India’s Union Cabinet approved on Wednesday a profusion of the eagerly anticipated relief package aiming to support the country’s distressed telecom sector by providing the option of converting interest on spectrum dues into government equity.

Prime Minister Narendra Modi’s Union Cabinet confirmed nine structural reforms and five process reforms leading to a transformation of India’s telecom framework. The relief package will carry the rationalization of the Adjusted Gross Revenue (AGR) while providing telecom firms the option of transforming interest on spectrum dues of the four-year moratorium period into government equity and surrendering unused spectrum, sources familiar with the matter told the media.

By converting spectrum dues into equity, the government will be supporting the telcos in attracting and raising funds.

In principle, the relief package will support Vodafone Idea — which was on the edge of declaring bankruptcy. It will offer the telco the opportunity to boost its business and manage its dues to the government over an extended period, while freeing itself from an existential financial crisis.

The package will also include telco firms Reliance Jio, Airtel, and others that will benefit from the four-year moratorium on payments leading the way for reforms in India’s telecommunications sector.

The relief package approval came six weeks after Indian billionaire Kumar Mangalam Birla submitted his resignation as Vodafone Idea’s chairman on August 4.

On that same day, stock exchanges demanded an explanation concerning a letter sent on June 7 by Birla to the Cabinet Secretary bidding his stakes in the telco to the government or any firm approved by the government for free.

The government’s relief package is deemed immensely beneficial to Vodafone Idea and Bharti Airtel since both firms will have to compensate their share of AGR dues. Even though both companies are in distress due to their financial situation, Vodafone Idea is in a much heavier quandary as its statutory dues have been accumulating for the past couple of years.
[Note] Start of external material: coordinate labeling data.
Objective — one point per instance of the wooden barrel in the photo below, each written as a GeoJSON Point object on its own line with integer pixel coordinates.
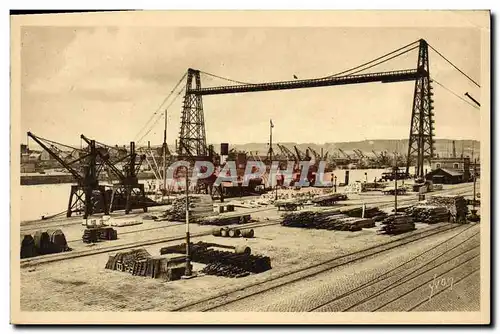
{"type": "Point", "coordinates": [42, 242]}
{"type": "Point", "coordinates": [216, 232]}
{"type": "Point", "coordinates": [58, 240]}
{"type": "Point", "coordinates": [248, 233]}
{"type": "Point", "coordinates": [242, 250]}
{"type": "Point", "coordinates": [28, 248]}
{"type": "Point", "coordinates": [233, 233]}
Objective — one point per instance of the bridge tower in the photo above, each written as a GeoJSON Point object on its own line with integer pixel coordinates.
{"type": "Point", "coordinates": [192, 139]}
{"type": "Point", "coordinates": [421, 140]}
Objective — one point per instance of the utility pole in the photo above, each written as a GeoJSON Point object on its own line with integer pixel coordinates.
{"type": "Point", "coordinates": [271, 126]}
{"type": "Point", "coordinates": [396, 185]}
{"type": "Point", "coordinates": [165, 157]}
{"type": "Point", "coordinates": [188, 272]}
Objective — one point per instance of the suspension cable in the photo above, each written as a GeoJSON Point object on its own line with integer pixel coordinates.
{"type": "Point", "coordinates": [56, 143]}
{"type": "Point", "coordinates": [161, 105]}
{"type": "Point", "coordinates": [371, 61]}
{"type": "Point", "coordinates": [452, 92]}
{"type": "Point", "coordinates": [383, 61]}
{"type": "Point", "coordinates": [449, 62]}
{"type": "Point", "coordinates": [161, 114]}
{"type": "Point", "coordinates": [231, 80]}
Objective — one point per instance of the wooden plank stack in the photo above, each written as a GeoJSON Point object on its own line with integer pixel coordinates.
{"type": "Point", "coordinates": [374, 212]}
{"type": "Point", "coordinates": [226, 270]}
{"type": "Point", "coordinates": [397, 224]}
{"type": "Point", "coordinates": [202, 253]}
{"type": "Point", "coordinates": [200, 206]}
{"type": "Point", "coordinates": [430, 214]}
{"type": "Point", "coordinates": [327, 221]}
{"type": "Point", "coordinates": [224, 220]}
{"type": "Point", "coordinates": [139, 262]}
{"type": "Point", "coordinates": [456, 205]}
{"type": "Point", "coordinates": [94, 234]}
{"type": "Point", "coordinates": [329, 199]}
{"type": "Point", "coordinates": [43, 242]}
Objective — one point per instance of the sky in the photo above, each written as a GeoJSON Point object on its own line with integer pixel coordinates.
{"type": "Point", "coordinates": [107, 82]}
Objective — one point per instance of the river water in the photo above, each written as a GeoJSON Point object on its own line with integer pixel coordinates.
{"type": "Point", "coordinates": [49, 199]}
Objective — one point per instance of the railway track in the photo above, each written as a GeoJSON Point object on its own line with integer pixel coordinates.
{"type": "Point", "coordinates": [82, 253]}
{"type": "Point", "coordinates": [236, 295]}
{"type": "Point", "coordinates": [391, 286]}
{"type": "Point", "coordinates": [33, 229]}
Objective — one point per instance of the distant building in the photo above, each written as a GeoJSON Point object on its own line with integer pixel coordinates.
{"type": "Point", "coordinates": [45, 156]}
{"type": "Point", "coordinates": [28, 168]}
{"type": "Point", "coordinates": [445, 176]}
{"type": "Point", "coordinates": [451, 170]}
{"type": "Point", "coordinates": [34, 157]}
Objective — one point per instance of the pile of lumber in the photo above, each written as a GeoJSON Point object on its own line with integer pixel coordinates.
{"type": "Point", "coordinates": [200, 206]}
{"type": "Point", "coordinates": [327, 221]}
{"type": "Point", "coordinates": [226, 270]}
{"type": "Point", "coordinates": [224, 220]}
{"type": "Point", "coordinates": [330, 199]}
{"type": "Point", "coordinates": [430, 214]}
{"type": "Point", "coordinates": [139, 262]}
{"type": "Point", "coordinates": [204, 253]}
{"type": "Point", "coordinates": [95, 234]}
{"type": "Point", "coordinates": [233, 232]}
{"type": "Point", "coordinates": [374, 213]}
{"type": "Point", "coordinates": [43, 242]}
{"type": "Point", "coordinates": [306, 218]}
{"type": "Point", "coordinates": [125, 223]}
{"type": "Point", "coordinates": [456, 205]}
{"type": "Point", "coordinates": [397, 224]}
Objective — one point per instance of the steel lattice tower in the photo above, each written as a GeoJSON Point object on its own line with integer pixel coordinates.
{"type": "Point", "coordinates": [421, 141]}
{"type": "Point", "coordinates": [192, 139]}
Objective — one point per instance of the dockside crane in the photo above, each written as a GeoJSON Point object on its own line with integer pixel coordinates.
{"type": "Point", "coordinates": [87, 196]}
{"type": "Point", "coordinates": [301, 156]}
{"type": "Point", "coordinates": [128, 190]}
{"type": "Point", "coordinates": [287, 153]}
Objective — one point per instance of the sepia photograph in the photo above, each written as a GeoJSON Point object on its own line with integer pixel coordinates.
{"type": "Point", "coordinates": [255, 167]}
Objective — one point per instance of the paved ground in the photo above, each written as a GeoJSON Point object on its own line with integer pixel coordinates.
{"type": "Point", "coordinates": [83, 284]}
{"type": "Point", "coordinates": [393, 281]}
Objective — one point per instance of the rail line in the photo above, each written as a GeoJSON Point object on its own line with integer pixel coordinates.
{"type": "Point", "coordinates": [396, 278]}
{"type": "Point", "coordinates": [33, 229]}
{"type": "Point", "coordinates": [468, 260]}
{"type": "Point", "coordinates": [280, 280]}
{"type": "Point", "coordinates": [77, 254]}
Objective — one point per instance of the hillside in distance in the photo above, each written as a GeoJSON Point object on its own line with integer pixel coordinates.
{"type": "Point", "coordinates": [444, 147]}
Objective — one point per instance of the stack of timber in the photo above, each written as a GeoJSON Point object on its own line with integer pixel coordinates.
{"type": "Point", "coordinates": [374, 212]}
{"type": "Point", "coordinates": [397, 224]}
{"type": "Point", "coordinates": [43, 242]}
{"type": "Point", "coordinates": [226, 270]}
{"type": "Point", "coordinates": [224, 220]}
{"type": "Point", "coordinates": [430, 214]}
{"type": "Point", "coordinates": [327, 221]}
{"type": "Point", "coordinates": [200, 206]}
{"type": "Point", "coordinates": [289, 204]}
{"type": "Point", "coordinates": [204, 253]}
{"type": "Point", "coordinates": [139, 262]}
{"type": "Point", "coordinates": [233, 232]}
{"type": "Point", "coordinates": [456, 205]}
{"type": "Point", "coordinates": [94, 234]}
{"type": "Point", "coordinates": [328, 200]}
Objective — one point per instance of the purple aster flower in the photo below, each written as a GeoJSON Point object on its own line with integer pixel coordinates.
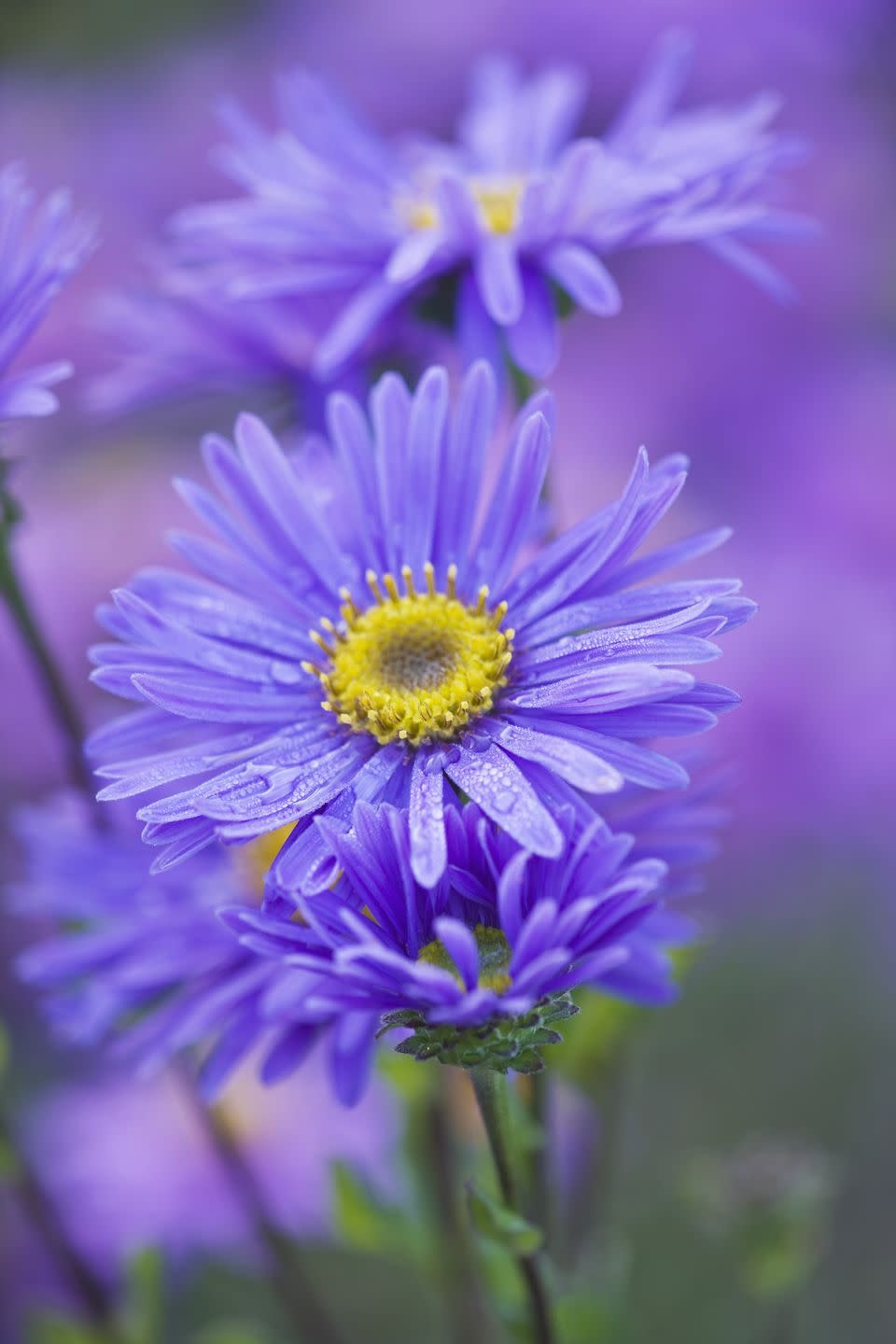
{"type": "Point", "coordinates": [136, 1167]}
{"type": "Point", "coordinates": [277, 690]}
{"type": "Point", "coordinates": [39, 250]}
{"type": "Point", "coordinates": [481, 964]}
{"type": "Point", "coordinates": [513, 211]}
{"type": "Point", "coordinates": [147, 967]}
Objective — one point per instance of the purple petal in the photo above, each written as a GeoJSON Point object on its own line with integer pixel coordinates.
{"type": "Point", "coordinates": [501, 790]}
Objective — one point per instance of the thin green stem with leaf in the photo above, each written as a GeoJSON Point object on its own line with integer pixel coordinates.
{"type": "Point", "coordinates": [491, 1089]}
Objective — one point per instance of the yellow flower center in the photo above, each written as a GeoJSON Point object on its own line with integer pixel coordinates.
{"type": "Point", "coordinates": [495, 959]}
{"type": "Point", "coordinates": [413, 666]}
{"type": "Point", "coordinates": [497, 202]}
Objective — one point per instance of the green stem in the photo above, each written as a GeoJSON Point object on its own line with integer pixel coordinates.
{"type": "Point", "coordinates": [785, 1323]}
{"type": "Point", "coordinates": [592, 1209]}
{"type": "Point", "coordinates": [76, 1270]}
{"type": "Point", "coordinates": [301, 1305]}
{"type": "Point", "coordinates": [33, 637]}
{"type": "Point", "coordinates": [491, 1092]}
{"type": "Point", "coordinates": [538, 1097]}
{"type": "Point", "coordinates": [462, 1292]}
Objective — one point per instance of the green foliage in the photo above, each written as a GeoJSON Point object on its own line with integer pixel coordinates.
{"type": "Point", "coordinates": [768, 1203]}
{"type": "Point", "coordinates": [601, 1034]}
{"type": "Point", "coordinates": [500, 1044]}
{"type": "Point", "coordinates": [230, 1332]}
{"type": "Point", "coordinates": [500, 1225]}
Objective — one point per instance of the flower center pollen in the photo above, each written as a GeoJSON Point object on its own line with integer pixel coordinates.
{"type": "Point", "coordinates": [413, 666]}
{"type": "Point", "coordinates": [495, 959]}
{"type": "Point", "coordinates": [497, 203]}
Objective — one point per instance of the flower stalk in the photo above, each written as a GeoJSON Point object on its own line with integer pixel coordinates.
{"type": "Point", "coordinates": [491, 1089]}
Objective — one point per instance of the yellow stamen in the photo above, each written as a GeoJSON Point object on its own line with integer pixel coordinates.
{"type": "Point", "coordinates": [414, 666]}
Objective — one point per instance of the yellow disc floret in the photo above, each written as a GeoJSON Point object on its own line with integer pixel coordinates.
{"type": "Point", "coordinates": [497, 202]}
{"type": "Point", "coordinates": [493, 956]}
{"type": "Point", "coordinates": [413, 666]}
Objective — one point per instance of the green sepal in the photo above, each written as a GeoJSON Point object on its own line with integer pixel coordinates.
{"type": "Point", "coordinates": [501, 1043]}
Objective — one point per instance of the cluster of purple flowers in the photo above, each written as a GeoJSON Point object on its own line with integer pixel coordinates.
{"type": "Point", "coordinates": [400, 756]}
{"type": "Point", "coordinates": [340, 242]}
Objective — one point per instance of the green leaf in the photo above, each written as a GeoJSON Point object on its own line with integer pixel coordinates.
{"type": "Point", "coordinates": [500, 1225]}
{"type": "Point", "coordinates": [144, 1295]}
{"type": "Point", "coordinates": [60, 1329]}
{"type": "Point", "coordinates": [230, 1332]}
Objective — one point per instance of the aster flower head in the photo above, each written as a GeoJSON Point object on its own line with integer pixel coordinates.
{"type": "Point", "coordinates": [39, 249]}
{"type": "Point", "coordinates": [299, 677]}
{"type": "Point", "coordinates": [137, 964]}
{"type": "Point", "coordinates": [513, 211]}
{"type": "Point", "coordinates": [480, 965]}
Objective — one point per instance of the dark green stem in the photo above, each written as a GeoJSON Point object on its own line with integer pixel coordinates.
{"type": "Point", "coordinates": [785, 1322]}
{"type": "Point", "coordinates": [462, 1292]}
{"type": "Point", "coordinates": [491, 1092]}
{"type": "Point", "coordinates": [33, 637]}
{"type": "Point", "coordinates": [76, 1270]}
{"type": "Point", "coordinates": [301, 1305]}
{"type": "Point", "coordinates": [538, 1097]}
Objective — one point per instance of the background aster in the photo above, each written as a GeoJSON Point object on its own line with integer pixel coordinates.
{"type": "Point", "coordinates": [143, 964]}
{"type": "Point", "coordinates": [39, 249]}
{"type": "Point", "coordinates": [477, 672]}
{"type": "Point", "coordinates": [513, 210]}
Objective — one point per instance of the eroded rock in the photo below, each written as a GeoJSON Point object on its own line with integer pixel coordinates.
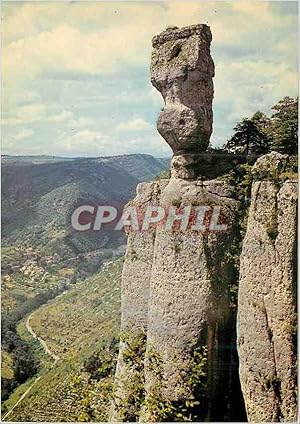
{"type": "Point", "coordinates": [182, 70]}
{"type": "Point", "coordinates": [267, 298]}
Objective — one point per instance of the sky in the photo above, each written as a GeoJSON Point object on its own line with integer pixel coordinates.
{"type": "Point", "coordinates": [76, 79]}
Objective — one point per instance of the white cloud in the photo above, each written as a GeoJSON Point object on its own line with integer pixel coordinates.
{"type": "Point", "coordinates": [136, 124]}
{"type": "Point", "coordinates": [24, 134]}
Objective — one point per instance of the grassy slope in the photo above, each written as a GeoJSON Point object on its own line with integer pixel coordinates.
{"type": "Point", "coordinates": [74, 325]}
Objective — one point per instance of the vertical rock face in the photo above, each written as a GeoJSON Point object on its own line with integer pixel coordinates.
{"type": "Point", "coordinates": [176, 283]}
{"type": "Point", "coordinates": [267, 297]}
{"type": "Point", "coordinates": [129, 379]}
{"type": "Point", "coordinates": [182, 70]}
{"type": "Point", "coordinates": [188, 303]}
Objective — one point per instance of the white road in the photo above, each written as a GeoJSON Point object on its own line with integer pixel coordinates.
{"type": "Point", "coordinates": [47, 350]}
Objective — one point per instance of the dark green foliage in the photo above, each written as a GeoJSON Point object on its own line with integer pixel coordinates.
{"type": "Point", "coordinates": [215, 162]}
{"type": "Point", "coordinates": [259, 135]}
{"type": "Point", "coordinates": [250, 136]}
{"type": "Point", "coordinates": [283, 128]}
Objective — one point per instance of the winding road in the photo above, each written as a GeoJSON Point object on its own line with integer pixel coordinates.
{"type": "Point", "coordinates": [47, 350]}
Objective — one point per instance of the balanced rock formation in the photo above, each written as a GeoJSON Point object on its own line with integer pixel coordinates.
{"type": "Point", "coordinates": [267, 296]}
{"type": "Point", "coordinates": [182, 70]}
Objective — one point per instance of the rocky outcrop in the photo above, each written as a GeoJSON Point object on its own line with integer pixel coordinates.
{"type": "Point", "coordinates": [182, 70]}
{"type": "Point", "coordinates": [136, 276]}
{"type": "Point", "coordinates": [188, 306]}
{"type": "Point", "coordinates": [177, 358]}
{"type": "Point", "coordinates": [267, 296]}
“Overall, the telecom relief package is likely to outline reforms for the sector by way of granting moratorium or unpaid dues, redefining AGR prospectively, and cutting Spectrum Usage Charges,” the source highlighted.

Experts vocalized their fears by stating that giving the government equity in the sector’s telcos could turn the Indian telecom market into a duopoly where both parties could potentially dominate the market.

While the Indian government holds the upper hand in this situation – given that most telecom firms are in dept of AGR payments – a gathering of the country’s telecom companies are bluntly expressing their worries on surrendering some of the companies’ equities to the government, even if it would liberate them from their debt.

Regardless of any futuristic concerns telcos might hold, India’s providers have actively acknowledged the need for governmental support to eliminate current and potential threats the sector might be exposed to.